Join us for this webinar as we unpack both the promise and the complexities of embedding public engagement in policymaking. Drawing on perspectives that combine deep real-world experience with insight grounded in years of research, we will explore the practical, institutional, and political challenges of turning deliberative insights into tangible policy outcomes. Together, we’ll reflect on what it takes to move from dialogue to delivery — and how to sustain trust and momentum along the way.

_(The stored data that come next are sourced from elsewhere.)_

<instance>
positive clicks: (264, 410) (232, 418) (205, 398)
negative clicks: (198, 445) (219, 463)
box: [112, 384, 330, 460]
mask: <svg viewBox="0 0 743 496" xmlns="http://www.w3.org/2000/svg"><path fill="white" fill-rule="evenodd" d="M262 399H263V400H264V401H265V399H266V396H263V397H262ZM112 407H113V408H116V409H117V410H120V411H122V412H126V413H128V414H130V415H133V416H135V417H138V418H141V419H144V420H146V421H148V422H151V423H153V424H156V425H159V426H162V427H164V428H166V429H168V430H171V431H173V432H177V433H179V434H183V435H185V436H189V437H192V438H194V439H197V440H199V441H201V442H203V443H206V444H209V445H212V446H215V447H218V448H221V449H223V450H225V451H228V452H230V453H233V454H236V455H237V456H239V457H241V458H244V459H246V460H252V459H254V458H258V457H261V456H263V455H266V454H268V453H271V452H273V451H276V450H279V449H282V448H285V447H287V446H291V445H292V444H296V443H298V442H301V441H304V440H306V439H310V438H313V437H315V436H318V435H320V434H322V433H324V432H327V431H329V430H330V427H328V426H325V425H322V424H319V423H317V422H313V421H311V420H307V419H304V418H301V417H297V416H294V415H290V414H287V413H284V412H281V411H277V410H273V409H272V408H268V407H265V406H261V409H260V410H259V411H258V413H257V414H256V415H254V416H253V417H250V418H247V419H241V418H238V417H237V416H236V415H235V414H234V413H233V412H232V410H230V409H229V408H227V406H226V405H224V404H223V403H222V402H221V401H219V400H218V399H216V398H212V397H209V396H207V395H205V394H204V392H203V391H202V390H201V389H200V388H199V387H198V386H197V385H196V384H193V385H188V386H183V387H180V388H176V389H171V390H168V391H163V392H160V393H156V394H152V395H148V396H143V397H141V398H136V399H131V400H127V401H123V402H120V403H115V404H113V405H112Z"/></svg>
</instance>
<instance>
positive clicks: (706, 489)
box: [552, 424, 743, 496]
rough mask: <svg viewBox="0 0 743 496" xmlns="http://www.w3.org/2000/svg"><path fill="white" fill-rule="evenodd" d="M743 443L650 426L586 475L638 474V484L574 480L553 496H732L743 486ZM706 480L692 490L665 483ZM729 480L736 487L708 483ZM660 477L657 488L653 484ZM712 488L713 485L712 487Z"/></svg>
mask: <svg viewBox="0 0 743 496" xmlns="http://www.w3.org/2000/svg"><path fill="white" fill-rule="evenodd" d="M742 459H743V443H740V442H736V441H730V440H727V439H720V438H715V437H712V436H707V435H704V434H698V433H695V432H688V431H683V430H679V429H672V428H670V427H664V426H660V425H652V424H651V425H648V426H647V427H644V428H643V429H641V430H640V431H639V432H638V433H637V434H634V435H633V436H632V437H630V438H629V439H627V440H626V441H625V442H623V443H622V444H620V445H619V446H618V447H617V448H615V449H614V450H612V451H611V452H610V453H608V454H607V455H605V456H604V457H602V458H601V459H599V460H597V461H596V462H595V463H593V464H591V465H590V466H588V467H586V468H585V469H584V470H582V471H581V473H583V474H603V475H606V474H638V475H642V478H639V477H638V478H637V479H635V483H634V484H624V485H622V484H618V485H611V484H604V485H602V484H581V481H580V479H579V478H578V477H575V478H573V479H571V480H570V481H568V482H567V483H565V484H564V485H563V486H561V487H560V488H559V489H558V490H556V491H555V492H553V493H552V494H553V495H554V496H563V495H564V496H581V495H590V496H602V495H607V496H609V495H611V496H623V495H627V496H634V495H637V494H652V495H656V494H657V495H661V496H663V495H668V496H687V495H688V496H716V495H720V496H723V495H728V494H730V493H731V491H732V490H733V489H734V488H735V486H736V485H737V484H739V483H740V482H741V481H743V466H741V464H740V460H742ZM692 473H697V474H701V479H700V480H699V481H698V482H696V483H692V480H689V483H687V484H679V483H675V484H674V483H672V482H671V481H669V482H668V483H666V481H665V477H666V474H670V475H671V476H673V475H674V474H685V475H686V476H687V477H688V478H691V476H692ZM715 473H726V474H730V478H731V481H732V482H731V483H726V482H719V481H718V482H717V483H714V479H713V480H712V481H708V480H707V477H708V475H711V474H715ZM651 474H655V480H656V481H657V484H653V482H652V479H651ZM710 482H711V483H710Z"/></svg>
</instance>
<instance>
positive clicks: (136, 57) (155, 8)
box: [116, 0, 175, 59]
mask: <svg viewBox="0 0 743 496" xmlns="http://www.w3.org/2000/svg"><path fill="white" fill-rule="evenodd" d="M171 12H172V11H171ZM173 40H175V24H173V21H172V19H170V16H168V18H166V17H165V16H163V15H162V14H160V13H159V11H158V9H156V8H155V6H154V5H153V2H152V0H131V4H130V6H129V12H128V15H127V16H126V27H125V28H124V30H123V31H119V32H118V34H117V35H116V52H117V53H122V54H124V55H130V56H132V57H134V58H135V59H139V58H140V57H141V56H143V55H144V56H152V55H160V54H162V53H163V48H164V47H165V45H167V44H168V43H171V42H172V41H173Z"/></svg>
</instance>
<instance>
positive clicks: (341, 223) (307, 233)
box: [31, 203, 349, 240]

Aunty Tracey Evans is a proud Gunditjmara/Bundjalung woman and Traditional Owner. She is an elected member of the First Peoples’ Assembly of Victoria, contributing to the historic negotiations for Treaty with the Victorian State Government. Alongside her leadership in the Assembly, Aunty Tracey brings extensive experience within both State and Commonwealth governments, where she has worked on innovative programs that advance outcomes for First Nations communities. She currently works in the Victorian public service, navigating the intersection of cultural authority and government systems to create lasting change.
Professor Carolyn M. Hendriks is an Australian Research Council Future Fellow at the Crawford School of Public Policy, Australian National University. She is a leading scholar of democratic governance whose research explores participation, deliberation, inclusion, listening, and representation. Carolyn’s recent research explores how citizens themselves are leading collective problem-solving efforts to address governance voids or to repair dysfunctional institutions. She has authored four books, including Democracy in Action (with Dzur, Oxford University Press, 2025) and Mending Democracy (with Ercan & Boswell, Oxford University Press, 2020), and is currently undertaking a major research program on strengthening contemporary political representation.
Moderated by Dr Emanuela Savini, Research Lead, Centre for Deliberative Democracy and Global Governance.